Ransom-ware Attack & Human Behavior

I can understand that bootleg copies of Windows were hit by the current ransom-ware attack. But I do not understand why hundreds (thousands?) of organizations and companies were also hit. Keeping software up to date is at the top of the list for protection against malware. So why are so many computers out of date? System administrators at these sites aren't stupid. Are they overworked? lazy? What the heck is gong on? Even hospitals were hit!!

Does anyone have an explanation for the human behavior behind not keeping systems up to date?

 

It had nothing to do with 'bootleg' software nor is it just about old Operating Systems - Windows 8 was also affected. Read this thread instead so you can see what it is about.
http://forums.majorgeeks.com/index.php?threads/ransomware-infections-reported-worldwide.316454/

 

Money. At my job, we have machines that were converted from mechanical switch to PLC many years ago. The software and drivers to interface with them is not compatible with any current OS beyond XP as they are obsolete and unsupported. As they still perform their function, the corporation has no intention to upgrade to newer and expensive currently supported hardware. I'm sure this is not an uncommon situation.

 

The place that i work for still uses windows 7.Which case i don't blame them.It's a lot easier to maintain than upgrading and spending millions on parts.

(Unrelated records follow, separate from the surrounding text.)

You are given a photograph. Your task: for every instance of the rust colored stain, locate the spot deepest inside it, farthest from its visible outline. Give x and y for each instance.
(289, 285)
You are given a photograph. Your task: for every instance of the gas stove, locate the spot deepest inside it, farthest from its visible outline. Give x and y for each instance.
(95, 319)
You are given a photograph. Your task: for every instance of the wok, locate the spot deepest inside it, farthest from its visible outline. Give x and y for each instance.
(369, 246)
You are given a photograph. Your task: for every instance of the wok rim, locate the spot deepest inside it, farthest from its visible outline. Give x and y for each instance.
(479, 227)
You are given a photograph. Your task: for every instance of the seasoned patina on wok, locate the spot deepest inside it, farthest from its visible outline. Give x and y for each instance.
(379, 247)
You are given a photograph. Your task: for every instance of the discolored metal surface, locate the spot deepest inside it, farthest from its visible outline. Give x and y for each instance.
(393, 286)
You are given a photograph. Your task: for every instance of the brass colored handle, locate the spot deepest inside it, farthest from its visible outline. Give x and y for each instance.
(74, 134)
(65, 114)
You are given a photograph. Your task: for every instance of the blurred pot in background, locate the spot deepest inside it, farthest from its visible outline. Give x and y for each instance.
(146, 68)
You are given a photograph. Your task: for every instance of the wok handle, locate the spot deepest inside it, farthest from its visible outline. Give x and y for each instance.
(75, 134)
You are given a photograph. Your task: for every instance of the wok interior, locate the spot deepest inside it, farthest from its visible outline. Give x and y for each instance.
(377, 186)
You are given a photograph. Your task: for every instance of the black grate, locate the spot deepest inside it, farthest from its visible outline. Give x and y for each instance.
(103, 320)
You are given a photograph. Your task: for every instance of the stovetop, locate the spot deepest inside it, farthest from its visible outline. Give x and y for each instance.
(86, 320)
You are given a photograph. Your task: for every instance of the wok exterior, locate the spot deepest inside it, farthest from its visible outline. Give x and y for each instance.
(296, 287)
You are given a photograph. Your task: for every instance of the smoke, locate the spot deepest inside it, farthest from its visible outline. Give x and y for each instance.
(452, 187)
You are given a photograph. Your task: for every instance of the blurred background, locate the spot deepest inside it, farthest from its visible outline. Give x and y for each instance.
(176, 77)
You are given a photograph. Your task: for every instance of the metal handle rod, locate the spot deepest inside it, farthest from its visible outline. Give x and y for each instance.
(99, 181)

Hell just for me alone to sell a system i probably spend about 2 grand just to build a good computer to sell.

 

The following is a joke for your forum subject matter.....do not take it seriously.

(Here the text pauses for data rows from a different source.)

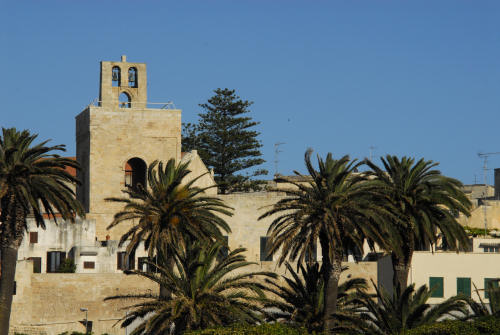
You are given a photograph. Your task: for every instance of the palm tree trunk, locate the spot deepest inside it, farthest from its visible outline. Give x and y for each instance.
(169, 264)
(13, 218)
(332, 276)
(8, 263)
(401, 267)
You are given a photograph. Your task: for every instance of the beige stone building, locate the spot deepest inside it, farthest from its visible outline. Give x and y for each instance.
(117, 137)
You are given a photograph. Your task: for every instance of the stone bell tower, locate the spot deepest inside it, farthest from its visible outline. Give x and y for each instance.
(118, 137)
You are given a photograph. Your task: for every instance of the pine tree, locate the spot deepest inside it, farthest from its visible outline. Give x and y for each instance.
(226, 141)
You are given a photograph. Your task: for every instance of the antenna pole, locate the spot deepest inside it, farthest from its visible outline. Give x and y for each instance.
(485, 169)
(371, 147)
(276, 153)
(485, 155)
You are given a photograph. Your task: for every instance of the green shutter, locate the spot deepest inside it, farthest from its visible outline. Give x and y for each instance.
(463, 286)
(437, 287)
(494, 283)
(264, 249)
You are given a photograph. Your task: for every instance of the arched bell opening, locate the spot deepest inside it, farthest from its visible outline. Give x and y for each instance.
(132, 77)
(135, 173)
(116, 76)
(124, 100)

For some reason the words "data decompile and audit....sputter.....corrupt file and data bit allocation in the boot sector....sputter....and o.s. partition/drive of the ransom-ware senders computer". Or find the ransomeware sender's computer.....sputter......sledgehammer......sputter....or....sputter......tape 20 lbs of rancid comp-b to it, light it on fire and throw it off of a cliff.

ROTFLMAO

 

The company I work for solved that issue by running the legacy/unsupported applications in a VM for everyone who needs to use them. Most of us are on Windows 7 for daily work, though the company is slowly shifting over to Windows 10.

The reason a lot of computers aren't up to date for large organisations is because they don't roll out any update until after it has been thoroughly tested and validated to make sure that every single internal and often proprietary application and tool across the entire company globally, works flawlessly with the update. they never do, and adjustments need to be made before the update can be deployed across the organisation.

Hospitals prefer trying to avoid scenarios like a Windows update introducing an unexpected backdoor into the patient database, or temporarily shutting down vital software needed for running the hospital's day to day operations.

"I'm sorry, but we can't rush your blood tests because the entire computer system is down right now. We should be able to get back the result of your pregnancy test sin about two months or so."

 

Proving once again that the human element (= stupid people who can't be trusted to know better no matter how many times you remind them) remain the single greatest security risk to any system.

 

This is exactly why Windows should not be used in this case. Use a long term OS, something secure and stable for decades.